Am I overthinking the literature review?

A

Hi all,

The last post I made was me stressing out about how to start my literature review. I took the advice of the responses I received and I am now progressing through it very well. Strangely, however, I feel like I am over thinking it a little! When reading papers for my review, I am always trying to be as analytical as possible, making correlations between multiple authors, highlighting differences in opinion/method, highlighting areas that may have been of some concern in the methodology and adding my own opinions based on my own knowledge etc.

Reading back through my work, I felt like I perhaps wasn't being analytical enough, so I sought some inspiration from other thesis in our research group (two of which were authored by my 2 supervisors), and downloaded a thesis supervised by someone internationally prominent in my field (engineering). I must admit, I was shocked by how "un-analytical" (excuse the made up term!) they all were. Most read like a textbook narrative with the odd bit of critique here and there. To be honest, my wife's undergrad social science dissertation had more critical content than most of these.

This got me thinking about literature reviews in engineering; are they perhaps not supposed to be as critical as I thought? One of my supervisors has mentioned that he feels that too much emphasis is placed on the literature review and he doesn't feel that it is as important as people make out.

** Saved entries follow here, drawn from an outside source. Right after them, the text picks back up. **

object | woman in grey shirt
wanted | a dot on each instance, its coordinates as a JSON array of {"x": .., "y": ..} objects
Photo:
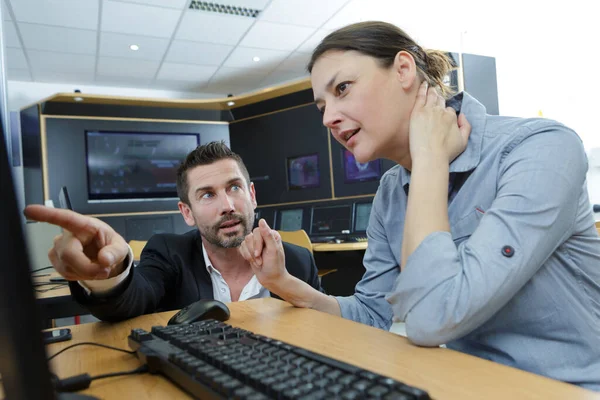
[{"x": 482, "y": 237}]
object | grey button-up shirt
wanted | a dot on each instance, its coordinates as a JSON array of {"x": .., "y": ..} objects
[{"x": 517, "y": 280}]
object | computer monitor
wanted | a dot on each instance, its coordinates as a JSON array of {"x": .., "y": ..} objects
[
  {"x": 303, "y": 172},
  {"x": 362, "y": 212},
  {"x": 290, "y": 220},
  {"x": 23, "y": 365},
  {"x": 331, "y": 220},
  {"x": 355, "y": 171}
]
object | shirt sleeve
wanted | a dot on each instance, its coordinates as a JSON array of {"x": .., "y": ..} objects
[
  {"x": 104, "y": 286},
  {"x": 445, "y": 292},
  {"x": 368, "y": 304}
]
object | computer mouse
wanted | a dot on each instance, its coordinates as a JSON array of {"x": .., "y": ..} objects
[{"x": 201, "y": 310}]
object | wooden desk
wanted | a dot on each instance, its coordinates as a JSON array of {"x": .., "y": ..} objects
[
  {"x": 444, "y": 373},
  {"x": 348, "y": 246}
]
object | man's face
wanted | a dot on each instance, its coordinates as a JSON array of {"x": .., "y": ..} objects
[{"x": 221, "y": 203}]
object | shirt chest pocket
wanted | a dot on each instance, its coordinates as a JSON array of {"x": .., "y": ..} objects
[{"x": 464, "y": 227}]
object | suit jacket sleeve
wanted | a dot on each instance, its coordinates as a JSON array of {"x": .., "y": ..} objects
[
  {"x": 301, "y": 264},
  {"x": 142, "y": 291}
]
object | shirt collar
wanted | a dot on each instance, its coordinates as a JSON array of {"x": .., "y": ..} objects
[
  {"x": 207, "y": 262},
  {"x": 476, "y": 115}
]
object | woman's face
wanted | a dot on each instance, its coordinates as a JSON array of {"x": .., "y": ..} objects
[{"x": 366, "y": 107}]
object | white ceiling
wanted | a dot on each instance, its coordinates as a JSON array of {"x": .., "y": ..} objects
[{"x": 87, "y": 41}]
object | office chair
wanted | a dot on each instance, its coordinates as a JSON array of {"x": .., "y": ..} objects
[
  {"x": 63, "y": 198},
  {"x": 300, "y": 238}
]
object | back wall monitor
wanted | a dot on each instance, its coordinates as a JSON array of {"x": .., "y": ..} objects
[
  {"x": 362, "y": 212},
  {"x": 355, "y": 171},
  {"x": 303, "y": 172},
  {"x": 290, "y": 220},
  {"x": 331, "y": 220},
  {"x": 135, "y": 165}
]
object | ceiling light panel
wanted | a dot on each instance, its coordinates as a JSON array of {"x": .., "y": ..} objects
[
  {"x": 224, "y": 9},
  {"x": 82, "y": 14}
]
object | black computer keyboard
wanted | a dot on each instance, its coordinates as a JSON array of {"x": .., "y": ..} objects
[{"x": 213, "y": 360}]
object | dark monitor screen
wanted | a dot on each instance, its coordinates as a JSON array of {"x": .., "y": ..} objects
[
  {"x": 303, "y": 172},
  {"x": 290, "y": 220},
  {"x": 134, "y": 165},
  {"x": 360, "y": 172},
  {"x": 362, "y": 212},
  {"x": 331, "y": 220}
]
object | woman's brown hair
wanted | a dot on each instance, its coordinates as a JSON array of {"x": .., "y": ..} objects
[{"x": 383, "y": 41}]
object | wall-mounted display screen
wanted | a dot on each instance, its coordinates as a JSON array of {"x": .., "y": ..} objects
[
  {"x": 355, "y": 171},
  {"x": 290, "y": 220},
  {"x": 135, "y": 165},
  {"x": 331, "y": 220},
  {"x": 303, "y": 172}
]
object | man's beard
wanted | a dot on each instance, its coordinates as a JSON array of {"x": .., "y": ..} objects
[{"x": 233, "y": 239}]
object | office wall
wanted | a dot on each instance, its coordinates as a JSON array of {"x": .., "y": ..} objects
[{"x": 67, "y": 163}]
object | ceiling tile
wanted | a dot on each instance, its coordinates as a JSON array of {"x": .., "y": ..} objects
[
  {"x": 296, "y": 62},
  {"x": 112, "y": 66},
  {"x": 242, "y": 57},
  {"x": 185, "y": 52},
  {"x": 10, "y": 34},
  {"x": 311, "y": 13},
  {"x": 237, "y": 76},
  {"x": 186, "y": 72},
  {"x": 138, "y": 19},
  {"x": 117, "y": 45},
  {"x": 125, "y": 81},
  {"x": 18, "y": 74},
  {"x": 367, "y": 10},
  {"x": 82, "y": 14},
  {"x": 5, "y": 13},
  {"x": 279, "y": 77},
  {"x": 312, "y": 42},
  {"x": 202, "y": 26},
  {"x": 268, "y": 35},
  {"x": 177, "y": 4},
  {"x": 60, "y": 62},
  {"x": 76, "y": 78},
  {"x": 15, "y": 58},
  {"x": 54, "y": 38},
  {"x": 181, "y": 86}
]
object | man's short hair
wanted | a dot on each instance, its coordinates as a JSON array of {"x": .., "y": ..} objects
[{"x": 204, "y": 155}]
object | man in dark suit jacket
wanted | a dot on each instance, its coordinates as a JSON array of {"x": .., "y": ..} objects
[{"x": 216, "y": 197}]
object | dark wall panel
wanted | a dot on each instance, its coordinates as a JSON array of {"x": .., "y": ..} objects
[
  {"x": 67, "y": 163},
  {"x": 480, "y": 80},
  {"x": 265, "y": 143},
  {"x": 32, "y": 155}
]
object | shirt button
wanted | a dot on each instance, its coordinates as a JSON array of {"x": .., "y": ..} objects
[{"x": 508, "y": 251}]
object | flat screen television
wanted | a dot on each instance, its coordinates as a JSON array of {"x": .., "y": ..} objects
[
  {"x": 303, "y": 172},
  {"x": 290, "y": 220},
  {"x": 362, "y": 212},
  {"x": 355, "y": 171},
  {"x": 331, "y": 220},
  {"x": 135, "y": 165}
]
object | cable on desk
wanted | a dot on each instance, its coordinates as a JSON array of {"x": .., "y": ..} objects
[
  {"x": 90, "y": 344},
  {"x": 83, "y": 381},
  {"x": 40, "y": 269}
]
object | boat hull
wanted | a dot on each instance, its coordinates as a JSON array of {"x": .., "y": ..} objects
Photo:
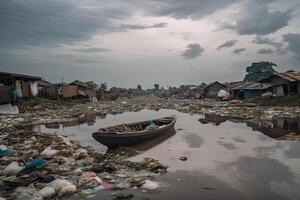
[{"x": 130, "y": 139}]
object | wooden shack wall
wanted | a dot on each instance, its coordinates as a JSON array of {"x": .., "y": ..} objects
[
  {"x": 90, "y": 92},
  {"x": 276, "y": 80},
  {"x": 5, "y": 94},
  {"x": 212, "y": 91},
  {"x": 69, "y": 90}
]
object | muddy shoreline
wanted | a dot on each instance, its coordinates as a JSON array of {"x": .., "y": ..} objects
[
  {"x": 71, "y": 160},
  {"x": 41, "y": 112}
]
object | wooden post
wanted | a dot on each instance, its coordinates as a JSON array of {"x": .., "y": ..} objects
[{"x": 288, "y": 85}]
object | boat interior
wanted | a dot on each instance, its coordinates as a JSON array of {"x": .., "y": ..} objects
[{"x": 139, "y": 126}]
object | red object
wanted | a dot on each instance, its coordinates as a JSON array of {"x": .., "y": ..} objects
[
  {"x": 235, "y": 101},
  {"x": 107, "y": 186}
]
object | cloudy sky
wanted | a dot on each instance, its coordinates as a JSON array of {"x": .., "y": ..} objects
[{"x": 125, "y": 43}]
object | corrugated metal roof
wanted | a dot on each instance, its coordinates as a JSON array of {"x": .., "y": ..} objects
[
  {"x": 216, "y": 82},
  {"x": 251, "y": 86},
  {"x": 294, "y": 75},
  {"x": 288, "y": 76}
]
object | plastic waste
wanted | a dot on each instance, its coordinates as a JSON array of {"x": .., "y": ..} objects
[
  {"x": 63, "y": 186},
  {"x": 89, "y": 179},
  {"x": 4, "y": 151},
  {"x": 47, "y": 192},
  {"x": 69, "y": 189},
  {"x": 8, "y": 109},
  {"x": 223, "y": 94},
  {"x": 66, "y": 140},
  {"x": 26, "y": 193},
  {"x": 150, "y": 185},
  {"x": 235, "y": 101},
  {"x": 48, "y": 152},
  {"x": 12, "y": 169},
  {"x": 37, "y": 163}
]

Any views much appreciated!
AC

T

Personally the introduction to my thesis, or review of the literature, wasn't particularly critical. It was just the background info to my research. I saved critical review of the literature for my discussion where I just compared the results of other studies with mine. I certainly didn't comment on other people's methods. As far I know most people's theses were like this in my field of molecular biology.

T

I'm in a completely different field, but a rule of thumb I use in all my review writing is to bring in the critique if it is pertinent, e.g., something that affects the interpretation of the results, and perhaps something that you yourself will bear in mind/address/do better.

F

In my experience there is no one correct way to write a literary review - and there is a surprising diversity in how theses are structured. I'd suggest you should ask your advisor/supervisor.

A

Thanks for the responses. I guess I have been over thinking things a little. I will be able to relax a bit more without feeling like I HAVE to find something wrong with people's work! fract, I believe you are right......I have a meeting with my sup on Tuesday so will get his opinion also!